I have some cDNA data comparing various mutants to a control sample (each with 3+ replicates) that were obtained using a modified version of the direct cDNA sequencing kit (SQK-DCS109) from ONT.
Due to the modified protocol, we’ve gotten rather low yields for usable reads in downstream analyses. For example, the control replicates only range from 80k-290k total reads. Out of the 20k genes represented in my dataset (at least one read for each gene was identified), ~14k of the genes have less than 20 reads in each sample.
We would like to do a DE analysis between the control and mutant samples; however, I’m not sure what the best practices are for datasets with such low total counts. In the past with Illumina data, I used edgeR. For this ONT dataset, I thought that changing the min.count parameter in the edgeR::filterByExpr function to min.count = 1 would be appropriate, but I’m not entirely sure.
I’m currently trying to use ONT’s epi2me-labs/wf-transcriptomes pipeline, but I’m wondering if this is the best option for low-yield data? Does anyone have any experience or references with low-yield ONT on the best choices for DE analysis?
Thank you!
I don't have a suggestion for low yield DE analyses, but I am curious about the samples. Did you conduct any ribo-depletion steps prior to sequencing? If not, what proportion of your reads are ribosomal?

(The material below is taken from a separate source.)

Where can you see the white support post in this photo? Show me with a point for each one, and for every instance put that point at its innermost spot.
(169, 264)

Yes, I performed ribosome depletion using an RNAse H based method.
That's good. But I still suspect this data might be really difficult to analyse. I have a handful of suggestions I would do to assess whether this data is useable.
Look at the variation in known housekeeping genes to see if you can move forward with it. You might find that some housekeeping genes aren't even represented in your dataset. Even ones with usually high expression.
Do a PCA based on the transcript expression, do replicates cluster together?
With such low read counts and significant variation around those values, I would expect dropout of transcripts among samples.
Thank you for the suggestions!
I checked some housekeeping genes and they are represented in the dataset for all samples (albeit, some at low counts; none > 300 raw counts for any replicates).
I did PCA plots before and after my attempt at normalization. After the normalization, there is some clustering, but not the best:
Do you think this data is usable for a DE analysis?
I would instead say if there is no detectable expression in a sample, then the housekeeping genes are not represented. It's unclear how many samples don't have detectable levels from your answer.
How much variation do the PCA axes represent? And if this is global expression, I generally expect that most samples would cluster somewhat together with replicates closer together, so to me some of your samples look okay in this regard.
It's not for people on here to say if your data is useable, you need to make that call. I think you need to get a better idea of the number of dropouts you have. If you can get a rough idea of the number of genes that should be there that aren't (i.e., housekeeping genes, expected highly expressed genes, etc...) you can make that call. Though I am skeptical that 80k reads is enough to do a transcriptome-wide DE analysis.
Thank you, I really appreciate your insight! I will look into the dropouts I have.